The start of a new year is a time to look forward to the months ahead, but it is also an opportunity for reflection. On that note, it is useful to revisit one of the most important decisions of last year, Philipp v Barclays Bank UK PLC [2023] UKSC 25

The Facts

Mrs Philipp was a customer of Barclays Bank. Mrs Philipp and her husband were unfortunate victims of a fraud based on ‘authorised push payments’, so called because the fraudsters induce victims to send (i.e. push) money to an account, rather than taking (i.e. pulling) the money themselves from the victim’s account. The fraudsters pretended to work with the Financial Conduct Authority/National Crime Agency and convinced the claimants to transfer £700,000 to bank accounts in the United Arab Emirates. The transfers were completed successfully, the sums paid out, and the Philipps lost their money to the fraud.

Mrs Philipp claimed against Barclays Bank, arguing they owed her a duty to observe reasonable care and skill when executing her banking instructions, including refraining from executing such instructions where there were reasonable grounds to believe such instructions were an attempt to misappropriate funds. Mrs Philipp largely relied upon the so-called ‘Quincecare duty’, as set out by Steyn J in Barclays Bank v Quincecare [1992] 4 All ER 363. Mrs Philipp argued the bank had breached the Quincecare duty by a) transferring the sums to the UAE accounts, and b) failing to take sufficient steps to recover the sums once they had been transferred.

Mrs Philipp’s claim was struck out at first instance, but this decision was reversed by the Court of Appeal. Barclays Bank appealed to the Supreme Court.


The Supreme court had to decide:

1.      Does the Quincecare duty extend to circumstances where an instruction was not given to the bank by an agent of the customer?

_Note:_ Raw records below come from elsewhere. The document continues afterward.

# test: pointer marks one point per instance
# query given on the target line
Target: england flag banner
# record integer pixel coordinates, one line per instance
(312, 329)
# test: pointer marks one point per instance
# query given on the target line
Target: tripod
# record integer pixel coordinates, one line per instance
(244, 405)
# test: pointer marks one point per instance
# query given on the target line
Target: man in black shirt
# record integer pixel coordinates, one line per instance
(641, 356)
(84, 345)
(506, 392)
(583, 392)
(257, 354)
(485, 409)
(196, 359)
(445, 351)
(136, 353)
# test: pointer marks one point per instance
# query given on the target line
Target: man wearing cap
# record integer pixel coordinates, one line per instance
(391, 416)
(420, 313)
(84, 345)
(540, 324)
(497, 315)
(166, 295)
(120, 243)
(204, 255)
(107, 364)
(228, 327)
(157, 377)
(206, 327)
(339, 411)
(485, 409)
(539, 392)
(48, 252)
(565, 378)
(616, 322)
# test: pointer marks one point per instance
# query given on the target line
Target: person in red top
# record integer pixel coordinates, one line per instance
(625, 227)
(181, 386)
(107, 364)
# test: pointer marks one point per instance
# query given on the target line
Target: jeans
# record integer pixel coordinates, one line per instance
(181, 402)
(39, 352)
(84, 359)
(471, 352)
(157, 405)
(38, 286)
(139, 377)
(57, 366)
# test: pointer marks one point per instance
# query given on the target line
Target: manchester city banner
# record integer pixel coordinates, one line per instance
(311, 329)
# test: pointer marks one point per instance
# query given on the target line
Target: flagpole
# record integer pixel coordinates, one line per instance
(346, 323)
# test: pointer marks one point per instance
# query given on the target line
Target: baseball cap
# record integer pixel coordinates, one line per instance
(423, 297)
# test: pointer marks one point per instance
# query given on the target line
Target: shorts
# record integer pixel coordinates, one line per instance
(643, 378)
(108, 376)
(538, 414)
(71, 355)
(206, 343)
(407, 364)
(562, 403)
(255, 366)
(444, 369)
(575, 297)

2.      If the answer to (1) is no, should the Quincecare duty be extended to the circumstances argued by Mrs Philipp in (a) and (b) above?

3.      Should these issues be determined summarily or by strike out?

The Decision

The Supreme Court unanimously allowed the appeal and held that the Quincecare duty did not extend to these circumstances, and nor should it.

In considering the Quincecare duty, the court noted that the duty concerned cases where the payment instruction was given to the bank by the agent of a customer. The justification for the duty rested on the rules of agency – an agent has authority to enact their principal’s instructions but does not have authority to defraud them. Thus, if a bank did make a payment which defrauded the customer, they would be enacting a transaction the customer had not authorised them to make. Apparent authority of the agent would only protect the bank if there were no reasonable grounds to believe the transaction was fraudulent. If those reasonable grounds existed, the bank was under a duty (the Quincecare duty) to refuse to execute the instructions. Separately, following these instructions in these circumstances would also mean the bank acted without authority – whether actual or apparent – when taking money from the customer’s account. Therefore, in answer to issue (1), the Quincecare duty did not apply to Mrs Philipp’s situation because the validity of her instruction was not in doubt and there were no reasonable grounds to believe the instruction was fraudulent.

The court held that neither should the Quincecare duty be extended to these circumstances. Unless otherwise expressly agreed, the bank’s duty is to execute the instruction and any refusal to do so will be a breach of duty by the bank.

However, the alternative claim – the failure to take sufficient steps to recover sums once transferred – could not be dealt with on a summary basis and needed a fuller assessment of the facts.


This appeal concerned the fundamentals of banking law – when does a bank need to process a transaction? The conclusion of the court refers back to the bank’s primary duty, to execute a customer’s valid instructions. If the bank doesn’t do so, it breaches its obligations to the customer.

By focussing on the issues of fraud, the Court of Appeal became waylaid and failed to look at Barclays’ primary duties. The Quincecare duty is concerned with the validity of the instructions, not the underlying transaction. This is because the Quincecare duty is based on the doctrine of agency – a bank must not follow instructions it has reason to believe were not validly authorised by the principal. In practice, the duty does little more than restate these basic elements of banking law.

While in Quincecare that invalid authorisation was based on fraud, it could in theory extend to other circumstances. Where the customer does not appoint an agent, and makes the instruction themselves, the doctrine of agency does not apply to the instructions and the Quincecare duty is not engaged. The bank adopts no duty to protect the customer from issuing their own instructions where they have been conned, or indeed where they may simply be making a mistake. If they have validly issued the instructions, they must be followed. Trying to apply Quincecare to these circumstances is akin to trying to fit a square peg into a round hole.

As cyber-scams become ever more prevalent and fraudsters are harder to trace, we are likely to see more banking cases in 2024 and beyond where customers have initiated transactions with unknown third parties. This case shows that notwithstanding the policy justifications for compensating the victims of fraud, the fundamental principles of banking law must always come first.